A pesar que sabía que no debía hacerlo, no pudo evitar levantar su vista. Un rayo cayó sobre la cruz en lo alto de un inmenso nicho en el fondo del cementerio. Su luz iluminó la figura que tenía frente a él. Era una mujer, estaba descalza, con sus piernas llenas de lodo hasta las rodillas que se dejaban ver por debajo de un vestido blanco, manchado con el rojo intenso de la sangre. Un helado escozor recorrió todo su cuerpo. Sabía quién era, había escuchado historias acerca del espíritu de una mujer rondando en solitarios caminos cerca de la vieja casa del cuidador del cementerio, casa en la que hace más de cuarenta año, su esposo le había disparado con una escopeta justo en el rostro. Jonathan intentó no mirarle la cara, pero era demasiado tarde, sus ojos fueron testigos de la grotesca herida que ocupaba la mayor parte de su rosto. Se veía como la sangre se escurría desde donde antes estaba la frente, arriba ya no había nada. Todo se había ido en un estampido final de fuego y plomo. Sus ojos estaban desorbitados, uno de ellos había salido de su cuenca por la presión del disparo. Lo que quedaba de su rostro era una masa deforme y negra producto de las quemaduras sobre las cuales la sangre continuaba fluyendo, aun habiendo pasado décadas de su muerte, su alma atormentada seguía rondando los alrededores de aquella casa maldita.

– ¡Vete! –Gritó la mujer y se acercó corriendo de manera poseída y desquiciada. Jonathan cayó al piso dando un alarido de miedo. Cerró los ojos con fuerza intentando tranquilizarse. Cuando los abrió la mujer ya no estaba allí. La lluvia continuaba cayendo despiadada.  Temblando profusamente, se puso de pie nuevamente. Continuó caminando. Su corazón se retorcía de angustia con cada paso que daba. Las aterradoras sombras de las tumbas que se proyectaban con la luz de cada relámpago que caía en las cercanías parecían extenderse como siniestras manos intentando atraparlo.
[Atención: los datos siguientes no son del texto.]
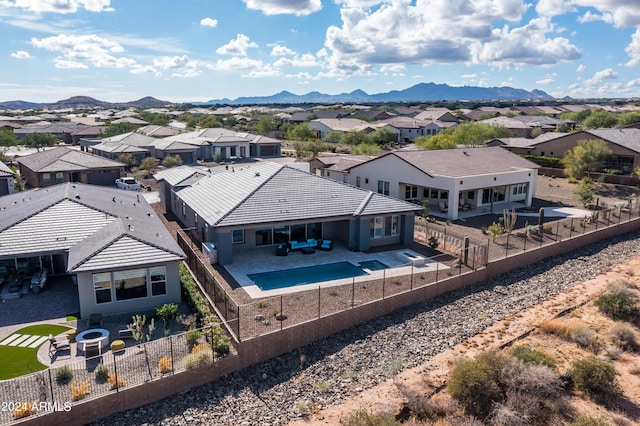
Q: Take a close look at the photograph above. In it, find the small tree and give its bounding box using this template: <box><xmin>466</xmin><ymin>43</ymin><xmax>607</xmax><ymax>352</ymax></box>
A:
<box><xmin>573</xmin><ymin>179</ymin><xmax>595</xmax><ymax>207</ymax></box>
<box><xmin>156</xmin><ymin>303</ymin><xmax>178</xmax><ymax>333</ymax></box>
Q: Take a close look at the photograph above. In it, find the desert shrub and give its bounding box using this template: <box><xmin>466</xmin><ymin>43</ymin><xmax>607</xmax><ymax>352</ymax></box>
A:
<box><xmin>107</xmin><ymin>373</ymin><xmax>127</xmax><ymax>390</ymax></box>
<box><xmin>538</xmin><ymin>318</ymin><xmax>586</xmax><ymax>339</ymax></box>
<box><xmin>182</xmin><ymin>343</ymin><xmax>213</xmax><ymax>369</ymax></box>
<box><xmin>609</xmin><ymin>322</ymin><xmax>638</xmax><ymax>351</ymax></box>
<box><xmin>341</xmin><ymin>409</ymin><xmax>400</xmax><ymax>426</ymax></box>
<box><xmin>158</xmin><ymin>356</ymin><xmax>173</xmax><ymax>374</ymax></box>
<box><xmin>571</xmin><ymin>356</ymin><xmax>619</xmax><ymax>398</ymax></box>
<box><xmin>12</xmin><ymin>402</ymin><xmax>36</xmax><ymax>420</ymax></box>
<box><xmin>447</xmin><ymin>354</ymin><xmax>504</xmax><ymax>418</ymax></box>
<box><xmin>511</xmin><ymin>345</ymin><xmax>556</xmax><ymax>368</ymax></box>
<box><xmin>71</xmin><ymin>380</ymin><xmax>89</xmax><ymax>401</ymax></box>
<box><xmin>55</xmin><ymin>365</ymin><xmax>73</xmax><ymax>384</ymax></box>
<box><xmin>595</xmin><ymin>293</ymin><xmax>640</xmax><ymax>320</ymax></box>
<box><xmin>571</xmin><ymin>326</ymin><xmax>595</xmax><ymax>348</ymax></box>
<box><xmin>185</xmin><ymin>329</ymin><xmax>202</xmax><ymax>345</ymax></box>
<box><xmin>569</xmin><ymin>415</ymin><xmax>611</xmax><ymax>426</ymax></box>
<box><xmin>93</xmin><ymin>363</ymin><xmax>109</xmax><ymax>382</ymax></box>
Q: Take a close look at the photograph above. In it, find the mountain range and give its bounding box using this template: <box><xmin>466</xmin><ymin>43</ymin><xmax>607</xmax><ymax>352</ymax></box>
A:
<box><xmin>0</xmin><ymin>83</ymin><xmax>552</xmax><ymax>110</ymax></box>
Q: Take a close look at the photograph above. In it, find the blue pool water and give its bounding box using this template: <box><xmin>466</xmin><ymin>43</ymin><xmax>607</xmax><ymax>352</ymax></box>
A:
<box><xmin>248</xmin><ymin>260</ymin><xmax>385</xmax><ymax>290</ymax></box>
<box><xmin>360</xmin><ymin>260</ymin><xmax>388</xmax><ymax>271</ymax></box>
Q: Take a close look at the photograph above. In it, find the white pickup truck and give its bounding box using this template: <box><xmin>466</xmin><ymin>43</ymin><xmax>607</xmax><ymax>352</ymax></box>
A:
<box><xmin>116</xmin><ymin>177</ymin><xmax>140</xmax><ymax>191</ymax></box>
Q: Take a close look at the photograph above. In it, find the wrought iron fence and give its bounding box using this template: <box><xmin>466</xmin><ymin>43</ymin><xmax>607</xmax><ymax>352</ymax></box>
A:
<box><xmin>0</xmin><ymin>328</ymin><xmax>228</xmax><ymax>424</ymax></box>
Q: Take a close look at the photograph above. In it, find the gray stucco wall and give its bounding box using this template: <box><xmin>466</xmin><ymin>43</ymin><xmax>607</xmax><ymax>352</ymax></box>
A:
<box><xmin>78</xmin><ymin>262</ymin><xmax>181</xmax><ymax>318</ymax></box>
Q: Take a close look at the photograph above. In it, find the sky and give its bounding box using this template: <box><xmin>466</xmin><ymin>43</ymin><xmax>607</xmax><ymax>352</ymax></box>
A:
<box><xmin>0</xmin><ymin>0</ymin><xmax>640</xmax><ymax>102</ymax></box>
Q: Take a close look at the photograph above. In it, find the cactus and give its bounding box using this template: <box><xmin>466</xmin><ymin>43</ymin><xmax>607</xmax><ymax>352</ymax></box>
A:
<box><xmin>502</xmin><ymin>209</ymin><xmax>518</xmax><ymax>234</ymax></box>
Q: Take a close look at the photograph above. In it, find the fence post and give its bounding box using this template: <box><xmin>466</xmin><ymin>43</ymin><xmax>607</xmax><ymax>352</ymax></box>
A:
<box><xmin>351</xmin><ymin>277</ymin><xmax>356</xmax><ymax>309</ymax></box>
<box><xmin>409</xmin><ymin>262</ymin><xmax>413</xmax><ymax>290</ymax></box>
<box><xmin>169</xmin><ymin>336</ymin><xmax>176</xmax><ymax>375</ymax></box>
<box><xmin>569</xmin><ymin>218</ymin><xmax>576</xmax><ymax>239</ymax></box>
<box><xmin>111</xmin><ymin>353</ymin><xmax>120</xmax><ymax>393</ymax></box>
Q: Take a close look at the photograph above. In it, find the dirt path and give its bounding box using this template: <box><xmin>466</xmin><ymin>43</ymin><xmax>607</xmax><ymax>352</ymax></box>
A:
<box><xmin>289</xmin><ymin>257</ymin><xmax>640</xmax><ymax>426</ymax></box>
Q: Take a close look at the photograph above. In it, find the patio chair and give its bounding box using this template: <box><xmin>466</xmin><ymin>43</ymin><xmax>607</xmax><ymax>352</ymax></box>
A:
<box><xmin>89</xmin><ymin>314</ymin><xmax>102</xmax><ymax>328</ymax></box>
<box><xmin>49</xmin><ymin>334</ymin><xmax>71</xmax><ymax>356</ymax></box>
<box><xmin>84</xmin><ymin>342</ymin><xmax>102</xmax><ymax>358</ymax></box>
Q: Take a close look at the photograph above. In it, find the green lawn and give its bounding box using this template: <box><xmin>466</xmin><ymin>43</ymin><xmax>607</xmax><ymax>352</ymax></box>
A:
<box><xmin>0</xmin><ymin>324</ymin><xmax>70</xmax><ymax>380</ymax></box>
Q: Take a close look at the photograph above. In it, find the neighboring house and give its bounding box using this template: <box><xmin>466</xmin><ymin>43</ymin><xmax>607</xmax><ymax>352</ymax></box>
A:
<box><xmin>308</xmin><ymin>118</ymin><xmax>370</xmax><ymax>139</ymax></box>
<box><xmin>15</xmin><ymin>147</ymin><xmax>125</xmax><ymax>188</ymax></box>
<box><xmin>309</xmin><ymin>154</ymin><xmax>373</xmax><ymax>182</ymax></box>
<box><xmin>0</xmin><ymin>183</ymin><xmax>185</xmax><ymax>318</ymax></box>
<box><xmin>492</xmin><ymin>127</ymin><xmax>640</xmax><ymax>174</ymax></box>
<box><xmin>338</xmin><ymin>147</ymin><xmax>538</xmax><ymax>219</ymax></box>
<box><xmin>155</xmin><ymin>162</ymin><xmax>421</xmax><ymax>265</ymax></box>
<box><xmin>0</xmin><ymin>161</ymin><xmax>16</xmax><ymax>196</ymax></box>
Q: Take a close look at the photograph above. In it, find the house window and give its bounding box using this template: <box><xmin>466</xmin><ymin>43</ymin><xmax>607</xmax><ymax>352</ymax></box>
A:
<box><xmin>256</xmin><ymin>228</ymin><xmax>273</xmax><ymax>246</ymax></box>
<box><xmin>113</xmin><ymin>268</ymin><xmax>147</xmax><ymax>301</ymax></box>
<box><xmin>231</xmin><ymin>229</ymin><xmax>244</xmax><ymax>244</ymax></box>
<box><xmin>369</xmin><ymin>215</ymin><xmax>400</xmax><ymax>238</ymax></box>
<box><xmin>149</xmin><ymin>266</ymin><xmax>167</xmax><ymax>296</ymax></box>
<box><xmin>378</xmin><ymin>180</ymin><xmax>389</xmax><ymax>195</ymax></box>
<box><xmin>404</xmin><ymin>185</ymin><xmax>418</xmax><ymax>200</ymax></box>
<box><xmin>93</xmin><ymin>272</ymin><xmax>111</xmax><ymax>304</ymax></box>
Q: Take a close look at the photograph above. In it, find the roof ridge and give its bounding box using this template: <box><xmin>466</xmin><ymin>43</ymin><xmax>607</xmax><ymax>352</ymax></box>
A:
<box><xmin>213</xmin><ymin>163</ymin><xmax>284</xmax><ymax>225</ymax></box>
<box><xmin>353</xmin><ymin>191</ymin><xmax>374</xmax><ymax>216</ymax></box>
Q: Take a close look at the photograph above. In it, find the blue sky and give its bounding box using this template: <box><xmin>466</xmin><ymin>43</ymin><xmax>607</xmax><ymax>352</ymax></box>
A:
<box><xmin>0</xmin><ymin>0</ymin><xmax>640</xmax><ymax>102</ymax></box>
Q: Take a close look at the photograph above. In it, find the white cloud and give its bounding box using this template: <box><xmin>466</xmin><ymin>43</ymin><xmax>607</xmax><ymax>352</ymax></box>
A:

Continuó con su mente fija en ayudar a su hermano.

Las voces continuaban gritando desde lo profundo de almas atormentadas. Los lamentos poco a poco se convirtieron en palabras. –No sigas. –Clamaban las voces. –No sigas.

Jonathan las ignoró. Continuó su penosa marcha. Todo parecía estar en su contra, hasta la tempestad misma parecía impedir que avanzara. Las voces se volvieron más y más fuertes. Otro rayo cayó en las cercanías. Su luz iluminó cientos de figuras a su alrededor. Arrastrándose desde detrás de las tumbas, saliendo de entre las destartaladas puertas de los nichos. Cientos de ojos lo observaban. Jonathan miró a su alrededor, habían cientos de personas. Algunas vestían prendas muy antiguas. Había niños con trajes elegantes, mujeres con vestidos de épocas antiguas. Ancianos, incluso algunos bebés que se arrastraban penosamente desde precarias tumbas sin nombre. Todos tenían tristeza impregnada en sus rostros. Ojos vacíos que veían hacia la nada mientras sus cuerpos se volvían polvo en el interior de cajones podridos. Almas en pena que se negaban a partir.

–Debes regresar. –Clamaban las voces como un coro siniestro.

Las manos de Jonathan se sacudían cada vez con mayor intensidad, el miedo le estremecía las piernas. –No me iré. No voy a rendirme. –Susurró a los espectros.

Continuó caminando. Sus lágrimas se mezclaban con la lluvia que se escurría por su rostro. A su alrededor las voces continuaban susurrando. –No sigas. No sigas. ¡Vete!